I looked around and couldn't find anything that fits this question so I'm posting it here.
This is difficult for me because I am not good at math. I'm sure you hear that often in newbies' posts, but I'm seriously bad. I can get basic arithmetic wrong with an abaccus. If math were a video game I would die on the title screen. If math is poetry I'm a Vogon. You get the idea.
So it has taken a LOT of work for me even to get to the point where I can explain it as well as I am about to, and I don't even know if I'm using the right terminology here besidse. But I'm trying to figure out a formula (logorithm? algorithm?) for determining the number of possible combinations for an "object" with 20 different "elements". Note, this is not a question about permutations because it is possible for any number of the elements to be present, and they will always be in the same order.
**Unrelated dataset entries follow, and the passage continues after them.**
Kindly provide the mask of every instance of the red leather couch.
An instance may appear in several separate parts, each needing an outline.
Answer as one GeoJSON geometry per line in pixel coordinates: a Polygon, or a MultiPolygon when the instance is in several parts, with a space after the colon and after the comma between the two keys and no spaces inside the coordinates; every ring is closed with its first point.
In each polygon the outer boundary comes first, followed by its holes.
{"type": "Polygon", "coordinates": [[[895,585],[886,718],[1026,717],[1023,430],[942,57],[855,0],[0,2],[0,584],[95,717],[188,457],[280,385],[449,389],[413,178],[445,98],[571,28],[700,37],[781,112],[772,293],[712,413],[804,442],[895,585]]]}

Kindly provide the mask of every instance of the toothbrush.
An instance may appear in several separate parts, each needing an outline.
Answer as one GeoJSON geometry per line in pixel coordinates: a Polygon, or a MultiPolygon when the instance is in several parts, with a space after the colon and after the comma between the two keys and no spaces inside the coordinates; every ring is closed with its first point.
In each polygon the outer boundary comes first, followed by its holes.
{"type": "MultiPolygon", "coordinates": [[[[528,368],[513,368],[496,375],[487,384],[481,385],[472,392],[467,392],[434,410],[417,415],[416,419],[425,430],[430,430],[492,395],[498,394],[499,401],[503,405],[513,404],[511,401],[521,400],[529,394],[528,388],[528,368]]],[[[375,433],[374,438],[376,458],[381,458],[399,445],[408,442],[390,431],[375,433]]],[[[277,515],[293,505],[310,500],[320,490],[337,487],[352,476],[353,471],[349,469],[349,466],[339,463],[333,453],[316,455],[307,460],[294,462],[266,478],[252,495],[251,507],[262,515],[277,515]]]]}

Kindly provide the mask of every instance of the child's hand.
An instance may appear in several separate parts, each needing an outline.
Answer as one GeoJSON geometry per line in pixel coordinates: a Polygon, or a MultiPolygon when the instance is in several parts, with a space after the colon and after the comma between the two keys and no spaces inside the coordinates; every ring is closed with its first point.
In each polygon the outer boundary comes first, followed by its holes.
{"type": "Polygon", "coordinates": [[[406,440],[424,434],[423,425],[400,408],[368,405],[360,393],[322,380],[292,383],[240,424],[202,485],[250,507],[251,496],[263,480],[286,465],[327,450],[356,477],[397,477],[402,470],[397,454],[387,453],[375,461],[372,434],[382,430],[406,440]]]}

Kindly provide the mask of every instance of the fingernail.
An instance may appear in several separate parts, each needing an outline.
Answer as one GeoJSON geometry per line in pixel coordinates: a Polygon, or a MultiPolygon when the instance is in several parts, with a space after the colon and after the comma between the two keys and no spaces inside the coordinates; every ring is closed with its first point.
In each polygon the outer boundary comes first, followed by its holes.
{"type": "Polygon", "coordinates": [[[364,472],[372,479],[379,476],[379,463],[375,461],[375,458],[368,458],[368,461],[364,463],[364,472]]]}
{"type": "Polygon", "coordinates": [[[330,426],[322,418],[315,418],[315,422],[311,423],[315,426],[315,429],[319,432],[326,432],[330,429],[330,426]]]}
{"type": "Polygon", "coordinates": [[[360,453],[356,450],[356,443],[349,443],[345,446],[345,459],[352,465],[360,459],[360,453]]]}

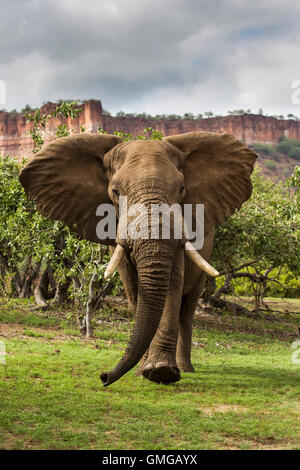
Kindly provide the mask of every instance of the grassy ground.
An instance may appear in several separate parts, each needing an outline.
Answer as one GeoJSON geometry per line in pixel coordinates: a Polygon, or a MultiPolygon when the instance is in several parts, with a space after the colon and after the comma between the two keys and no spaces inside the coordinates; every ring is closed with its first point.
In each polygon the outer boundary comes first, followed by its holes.
{"type": "Polygon", "coordinates": [[[163,386],[132,370],[108,388],[99,373],[125,348],[126,311],[102,312],[95,340],[78,335],[73,317],[0,302],[1,449],[300,448],[300,364],[291,360],[300,315],[200,315],[195,374],[163,386]]]}

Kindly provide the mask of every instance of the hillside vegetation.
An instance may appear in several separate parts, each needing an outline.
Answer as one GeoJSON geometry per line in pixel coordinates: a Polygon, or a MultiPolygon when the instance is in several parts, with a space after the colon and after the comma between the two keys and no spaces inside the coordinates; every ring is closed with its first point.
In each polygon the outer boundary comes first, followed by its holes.
{"type": "Polygon", "coordinates": [[[259,156],[257,165],[264,177],[284,181],[300,162],[300,141],[282,137],[277,145],[256,142],[249,145],[259,156]]]}

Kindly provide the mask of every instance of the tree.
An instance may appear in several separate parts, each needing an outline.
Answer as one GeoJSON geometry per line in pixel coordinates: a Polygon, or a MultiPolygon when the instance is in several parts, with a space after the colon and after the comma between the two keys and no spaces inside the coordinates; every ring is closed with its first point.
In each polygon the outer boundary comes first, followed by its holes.
{"type": "Polygon", "coordinates": [[[290,278],[299,276],[299,181],[297,167],[285,186],[255,172],[252,197],[216,232],[213,257],[224,276],[218,297],[234,292],[236,281],[246,278],[259,311],[268,285],[280,285],[283,270],[290,278]]]}
{"type": "Polygon", "coordinates": [[[193,113],[185,113],[185,114],[183,115],[183,119],[190,119],[190,120],[192,120],[192,119],[194,119],[194,115],[193,115],[193,113]]]}
{"type": "Polygon", "coordinates": [[[26,104],[23,109],[21,109],[21,113],[29,113],[30,111],[33,111],[32,107],[30,104],[26,104]]]}

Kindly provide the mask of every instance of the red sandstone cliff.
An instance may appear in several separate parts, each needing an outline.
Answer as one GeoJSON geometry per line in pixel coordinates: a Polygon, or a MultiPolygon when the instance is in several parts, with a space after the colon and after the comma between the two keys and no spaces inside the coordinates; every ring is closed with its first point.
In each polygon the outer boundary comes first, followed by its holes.
{"type": "MultiPolygon", "coordinates": [[[[49,114],[55,107],[55,104],[47,103],[41,107],[41,112],[49,114]]],[[[254,142],[277,143],[283,135],[300,140],[300,122],[257,114],[195,120],[156,120],[103,115],[100,101],[91,100],[80,107],[83,112],[77,118],[67,121],[74,132],[80,132],[80,126],[84,126],[86,132],[97,132],[98,126],[101,126],[108,133],[118,130],[136,136],[142,134],[146,127],[153,127],[164,135],[190,131],[229,132],[249,145],[254,142]]],[[[51,118],[47,124],[47,133],[54,134],[62,122],[66,121],[60,117],[51,118]]],[[[21,113],[0,112],[0,153],[19,158],[31,155],[31,126],[21,113]]],[[[47,139],[47,136],[45,138],[47,139]]]]}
So for each number of elements present there will be a certain number of possible combinations.
If the elements were to be represented by the letters A through T:
The first possible combination has zero elements present, so only one possible combination with that number.
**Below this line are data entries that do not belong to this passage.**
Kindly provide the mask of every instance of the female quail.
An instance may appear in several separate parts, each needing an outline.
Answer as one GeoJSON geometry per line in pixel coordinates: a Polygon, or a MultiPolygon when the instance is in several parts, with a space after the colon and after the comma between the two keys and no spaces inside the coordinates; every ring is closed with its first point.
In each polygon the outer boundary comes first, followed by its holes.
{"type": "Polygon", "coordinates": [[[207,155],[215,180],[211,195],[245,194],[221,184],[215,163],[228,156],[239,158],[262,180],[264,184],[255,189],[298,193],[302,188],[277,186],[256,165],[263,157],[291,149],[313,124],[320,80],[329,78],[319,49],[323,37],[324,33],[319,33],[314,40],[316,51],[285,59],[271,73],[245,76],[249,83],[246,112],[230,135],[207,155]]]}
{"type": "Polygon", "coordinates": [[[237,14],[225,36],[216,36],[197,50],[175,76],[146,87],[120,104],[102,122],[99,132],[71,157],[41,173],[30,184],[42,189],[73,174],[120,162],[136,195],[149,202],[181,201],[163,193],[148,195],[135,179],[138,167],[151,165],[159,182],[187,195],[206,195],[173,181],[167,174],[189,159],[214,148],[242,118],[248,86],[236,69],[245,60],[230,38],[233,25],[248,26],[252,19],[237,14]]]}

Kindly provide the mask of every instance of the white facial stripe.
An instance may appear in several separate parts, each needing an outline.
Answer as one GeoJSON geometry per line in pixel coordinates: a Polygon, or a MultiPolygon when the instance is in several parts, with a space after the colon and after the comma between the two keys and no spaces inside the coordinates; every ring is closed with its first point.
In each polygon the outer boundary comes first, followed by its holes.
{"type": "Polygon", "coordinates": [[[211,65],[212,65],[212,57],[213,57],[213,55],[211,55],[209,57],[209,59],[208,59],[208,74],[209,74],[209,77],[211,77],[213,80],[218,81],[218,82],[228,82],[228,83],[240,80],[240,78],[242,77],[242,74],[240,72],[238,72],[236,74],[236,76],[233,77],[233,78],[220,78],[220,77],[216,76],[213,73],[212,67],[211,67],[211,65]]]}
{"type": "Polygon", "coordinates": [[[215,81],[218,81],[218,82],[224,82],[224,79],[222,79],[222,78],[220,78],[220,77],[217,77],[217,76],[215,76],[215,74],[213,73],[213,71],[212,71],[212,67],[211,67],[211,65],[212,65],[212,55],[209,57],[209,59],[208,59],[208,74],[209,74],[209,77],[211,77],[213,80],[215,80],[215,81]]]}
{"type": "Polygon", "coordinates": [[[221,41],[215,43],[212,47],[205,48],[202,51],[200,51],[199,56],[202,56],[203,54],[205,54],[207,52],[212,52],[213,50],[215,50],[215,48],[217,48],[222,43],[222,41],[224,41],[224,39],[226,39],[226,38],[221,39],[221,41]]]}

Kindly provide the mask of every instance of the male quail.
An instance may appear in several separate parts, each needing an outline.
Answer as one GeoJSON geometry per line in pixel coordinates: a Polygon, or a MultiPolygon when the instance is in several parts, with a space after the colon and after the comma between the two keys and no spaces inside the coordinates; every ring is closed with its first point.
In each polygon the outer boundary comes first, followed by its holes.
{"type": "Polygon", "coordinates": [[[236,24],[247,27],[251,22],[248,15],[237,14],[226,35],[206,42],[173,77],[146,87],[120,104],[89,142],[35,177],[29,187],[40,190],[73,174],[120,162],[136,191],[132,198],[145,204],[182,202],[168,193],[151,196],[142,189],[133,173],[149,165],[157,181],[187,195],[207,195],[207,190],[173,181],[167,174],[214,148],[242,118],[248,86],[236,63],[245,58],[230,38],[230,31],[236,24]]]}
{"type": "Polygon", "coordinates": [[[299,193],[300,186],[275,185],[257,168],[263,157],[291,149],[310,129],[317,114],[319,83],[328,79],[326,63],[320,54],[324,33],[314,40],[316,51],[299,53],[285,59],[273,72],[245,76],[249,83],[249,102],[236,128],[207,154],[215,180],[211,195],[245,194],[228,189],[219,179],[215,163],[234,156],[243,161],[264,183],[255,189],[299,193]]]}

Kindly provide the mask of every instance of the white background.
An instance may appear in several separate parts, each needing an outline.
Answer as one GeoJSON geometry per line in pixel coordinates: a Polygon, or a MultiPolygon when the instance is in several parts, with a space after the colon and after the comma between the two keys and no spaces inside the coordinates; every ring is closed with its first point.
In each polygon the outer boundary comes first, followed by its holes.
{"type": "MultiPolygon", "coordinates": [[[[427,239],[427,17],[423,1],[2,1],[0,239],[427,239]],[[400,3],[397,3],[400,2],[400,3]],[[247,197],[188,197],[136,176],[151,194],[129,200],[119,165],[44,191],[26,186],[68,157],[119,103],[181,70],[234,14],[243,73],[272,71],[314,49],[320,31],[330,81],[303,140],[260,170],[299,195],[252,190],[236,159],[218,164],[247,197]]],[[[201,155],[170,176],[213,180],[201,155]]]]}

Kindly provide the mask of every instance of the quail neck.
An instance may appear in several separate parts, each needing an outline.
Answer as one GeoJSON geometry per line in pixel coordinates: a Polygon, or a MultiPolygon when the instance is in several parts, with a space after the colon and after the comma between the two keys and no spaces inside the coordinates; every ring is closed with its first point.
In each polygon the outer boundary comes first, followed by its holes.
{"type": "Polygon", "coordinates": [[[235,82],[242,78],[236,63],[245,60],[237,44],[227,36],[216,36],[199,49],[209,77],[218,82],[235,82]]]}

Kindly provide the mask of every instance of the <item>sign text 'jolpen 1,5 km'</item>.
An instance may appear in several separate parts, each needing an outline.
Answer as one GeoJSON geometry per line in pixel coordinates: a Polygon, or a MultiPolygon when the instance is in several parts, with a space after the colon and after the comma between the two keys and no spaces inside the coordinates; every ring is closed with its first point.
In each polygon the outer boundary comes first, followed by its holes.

The second has one element present, with 20 possible results; one for each element. A, B, C, D, E, F, G, H, I, J, K, L, M, N, O, P, Q, R, S, T.
The third has two elements present, and here's where it starts to get tricky for me. Possible combinations look like this:
AB, AC, AD, AE, AF, AG, et cetera through AT.
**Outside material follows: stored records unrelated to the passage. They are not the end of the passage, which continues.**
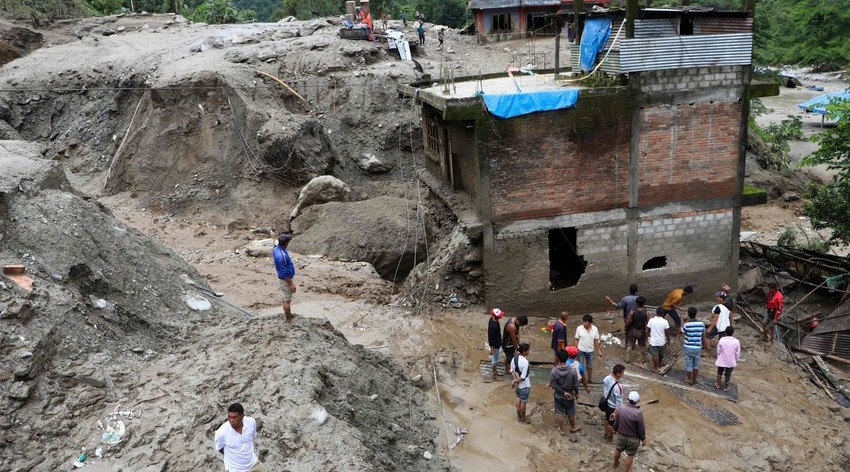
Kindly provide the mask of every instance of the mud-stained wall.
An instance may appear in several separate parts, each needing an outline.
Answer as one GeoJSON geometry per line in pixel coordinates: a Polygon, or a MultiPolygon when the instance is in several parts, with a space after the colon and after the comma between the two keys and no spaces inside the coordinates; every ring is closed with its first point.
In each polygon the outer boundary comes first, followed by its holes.
{"type": "Polygon", "coordinates": [[[479,172],[474,127],[474,122],[455,122],[449,123],[448,130],[454,187],[476,197],[479,172]]]}
{"type": "Polygon", "coordinates": [[[606,294],[626,293],[631,281],[638,283],[650,305],[659,305],[670,289],[687,284],[695,288],[694,300],[710,299],[717,287],[729,282],[735,211],[630,218],[626,210],[613,210],[497,225],[493,250],[484,263],[488,301],[536,316],[563,309],[599,310],[606,294]],[[637,235],[631,250],[630,226],[637,235]],[[568,227],[577,230],[576,251],[586,266],[576,285],[553,290],[548,233],[568,227]],[[666,265],[643,270],[653,257],[665,257],[666,265]]]}
{"type": "Polygon", "coordinates": [[[484,124],[494,222],[623,208],[629,203],[628,94],[484,124]]]}
{"type": "Polygon", "coordinates": [[[641,110],[639,204],[735,196],[740,120],[738,102],[641,110]]]}

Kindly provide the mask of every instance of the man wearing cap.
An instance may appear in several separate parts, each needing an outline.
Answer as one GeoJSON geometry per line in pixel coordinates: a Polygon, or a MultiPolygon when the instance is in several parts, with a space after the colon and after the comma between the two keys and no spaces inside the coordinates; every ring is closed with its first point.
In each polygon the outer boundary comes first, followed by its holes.
{"type": "Polygon", "coordinates": [[[779,290],[779,285],[771,282],[767,284],[767,312],[762,321],[762,329],[764,330],[765,341],[773,344],[773,338],[776,337],[776,323],[779,318],[782,318],[782,310],[784,308],[784,297],[779,290]]]}
{"type": "MultiPolygon", "coordinates": [[[[576,371],[576,375],[581,380],[582,385],[584,385],[584,391],[590,393],[590,385],[587,384],[587,374],[584,371],[584,366],[576,360],[578,357],[578,349],[575,346],[567,346],[567,366],[572,367],[576,371]]],[[[576,397],[576,401],[578,401],[578,397],[576,397]]]]}
{"type": "Polygon", "coordinates": [[[578,348],[578,360],[583,361],[587,369],[587,381],[593,383],[593,357],[602,357],[602,345],[599,343],[599,328],[593,325],[593,317],[584,315],[581,325],[576,327],[575,347],[578,348]]]}
{"type": "Polygon", "coordinates": [[[720,336],[721,338],[726,336],[726,328],[732,325],[732,318],[729,316],[731,312],[726,307],[726,292],[721,290],[715,293],[714,300],[717,304],[711,309],[714,318],[712,318],[711,324],[708,325],[708,339],[713,339],[715,336],[720,336]]]}
{"type": "Polygon", "coordinates": [[[652,356],[652,373],[657,374],[658,368],[664,362],[664,350],[667,345],[667,330],[670,323],[664,318],[664,309],[655,309],[655,316],[646,323],[646,334],[649,335],[649,355],[652,356]]]}
{"type": "Polygon", "coordinates": [[[620,379],[626,373],[626,366],[617,364],[611,370],[609,375],[602,379],[602,395],[608,401],[605,409],[605,439],[611,440],[614,437],[614,411],[623,404],[623,386],[620,385],[620,379]]]}
{"type": "Polygon", "coordinates": [[[292,257],[286,251],[289,241],[292,240],[292,235],[286,232],[280,233],[277,236],[277,246],[275,246],[272,255],[274,256],[274,268],[277,271],[277,278],[280,281],[280,289],[283,292],[283,314],[286,316],[286,321],[292,321],[292,294],[295,293],[295,282],[292,279],[295,277],[295,264],[292,263],[292,257]]]}
{"type": "Polygon", "coordinates": [[[611,297],[609,297],[608,295],[605,295],[605,300],[607,300],[608,303],[613,305],[614,308],[619,308],[623,310],[623,319],[626,319],[626,317],[629,316],[630,311],[637,309],[637,291],[637,284],[631,284],[629,285],[629,294],[621,298],[619,303],[615,303],[614,300],[611,300],[611,297]]]}
{"type": "Polygon", "coordinates": [[[499,378],[496,366],[499,365],[499,350],[502,348],[502,326],[499,320],[505,316],[505,312],[493,308],[490,310],[490,322],[487,324],[487,344],[490,345],[490,369],[493,370],[493,380],[499,378]]]}
{"type": "Polygon", "coordinates": [[[705,337],[705,323],[697,319],[695,307],[688,308],[688,321],[682,325],[682,332],[685,333],[685,344],[682,349],[685,354],[685,382],[693,385],[699,377],[703,342],[709,346],[708,338],[705,337]]]}
{"type": "Polygon", "coordinates": [[[626,363],[631,362],[632,350],[635,344],[638,347],[646,348],[646,323],[649,321],[649,315],[646,311],[646,298],[637,297],[635,299],[635,309],[630,310],[624,326],[626,328],[626,363]]]}
{"type": "Polygon", "coordinates": [[[519,329],[528,324],[527,316],[514,316],[505,323],[502,334],[502,350],[505,351],[505,372],[511,371],[511,360],[519,346],[519,329]]]}
{"type": "Polygon", "coordinates": [[[555,364],[558,363],[558,351],[567,347],[567,318],[570,312],[562,311],[558,321],[552,326],[552,351],[555,353],[555,364]]]}
{"type": "Polygon", "coordinates": [[[528,378],[528,353],[531,347],[528,343],[522,343],[518,348],[519,355],[511,359],[511,376],[514,379],[511,387],[516,389],[516,417],[521,423],[531,423],[525,416],[525,407],[531,395],[531,380],[528,378]]]}
{"type": "Polygon", "coordinates": [[[254,452],[257,421],[245,416],[239,403],[227,407],[227,421],[215,432],[215,449],[224,456],[224,468],[230,472],[268,472],[254,452]]]}
{"type": "Polygon", "coordinates": [[[640,411],[638,402],[640,394],[632,390],[629,392],[629,402],[617,407],[612,415],[614,417],[614,429],[617,431],[617,442],[614,445],[614,468],[620,467],[620,455],[626,452],[625,471],[632,470],[640,446],[646,446],[646,424],[643,421],[643,412],[640,411]]]}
BC, BD, BE, BF, BG, BH through BT.
So the first set, the one including A, has 19 combinations. The second has 18. Then I presume, the third (excluding A and B) would have 17, the fourth (excluding A, B, and C) would have 16, down to the last possible combination with two elements, excluding all the elements besides S and T.
Then we get to three element combinations:
ABC, ABD, ABE... 18 combinations
ACD, ACE, ACF... 17 combinations
ADE, ADF, ADG... 16 combinations
and the number of combinations restarts minus one once A has been excluded:
BCD, BCE, BCF... 17 combinations
BDE, BDF, BDG... 16 combinations
BEF, BEG, BEH... 18 combinations
Down to RST, which of course has only one combination.
Now, I could do this the long way and just count all the different combinations, but obviously that would be a lot of work. I know there must be a kind of shortcut, but I can't figure it out. For one thing I couldn't express it even if I could grasp it, but the real problem is that the system I have outlined to this point STOPS WORKING sometime before the end. Because obviously there is only ONE possible combination for all 20 elements: ABCDEFGHIJKLMNOPQRST.
So what am I missing here? Is there a point at which the process reverses itself? Because I can't think through enough steps to find that point. (I'm also bad at chess, for that reason.)
So what is the "shortcut", if there is one? And what would be the proper or formal way to express it?